Translating research into practice
The delay in medical services in the Burns case is typical rather than rare in cheerleading, according to Dr. Mueller's data. He said that, unlike other sports, most cheerleading teams do not have medical personnel on site during competition and do not have emergency plans for dealing with injuries. “Cheerleading should be considered a sport and as such should have qualified coaches, safe facilities, preparticipation physical exams, sports medicine care, and safe travel.”
In the wake of the Burns and Chang deaths, Ms. Archie's foundation prepared a 9-page Rehearsed Catastrophic Injury Emergency Plan for Competitive Cheerleaders to aid coaches during emergencies.
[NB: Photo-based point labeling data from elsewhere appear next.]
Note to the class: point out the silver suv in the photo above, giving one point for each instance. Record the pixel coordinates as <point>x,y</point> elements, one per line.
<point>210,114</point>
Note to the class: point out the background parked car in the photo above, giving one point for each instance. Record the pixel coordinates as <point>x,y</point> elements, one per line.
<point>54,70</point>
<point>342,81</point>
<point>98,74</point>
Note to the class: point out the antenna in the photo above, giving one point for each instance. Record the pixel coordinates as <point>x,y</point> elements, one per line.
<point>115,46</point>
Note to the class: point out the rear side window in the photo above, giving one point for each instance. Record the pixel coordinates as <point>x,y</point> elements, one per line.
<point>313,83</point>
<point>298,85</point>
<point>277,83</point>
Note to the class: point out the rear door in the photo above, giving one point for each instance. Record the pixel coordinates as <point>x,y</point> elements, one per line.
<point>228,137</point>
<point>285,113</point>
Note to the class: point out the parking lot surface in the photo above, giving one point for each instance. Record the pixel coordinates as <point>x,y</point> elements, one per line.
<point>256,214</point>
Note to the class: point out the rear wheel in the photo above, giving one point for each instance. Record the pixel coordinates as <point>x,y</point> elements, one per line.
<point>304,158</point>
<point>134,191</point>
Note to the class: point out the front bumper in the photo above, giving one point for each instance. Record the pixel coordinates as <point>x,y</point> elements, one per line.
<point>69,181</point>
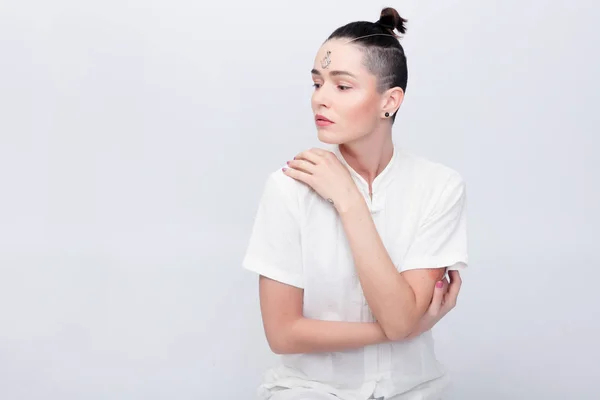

It can be downloaded at http://www.nationalcheersafety.com/emergencyplan.pdf.
Mueller and Archie both think cheerleading should be categorized as a sport, with appropriate oversight in terms of participant health evaluations, coaching credentials and training, team safety, and emergency preparedness. So far, only 19 states have agreed, and Dr. Mueller said that has been due in part to opposition from coaches and vendors.
Reference
1. Mueller FO, Cantu RC. Twenty-first annual report. National Center for Catastrophic Sport Injury Research. 2008. Available at htttp://www.unc.edu/depts/ncssi/AllSport.htm.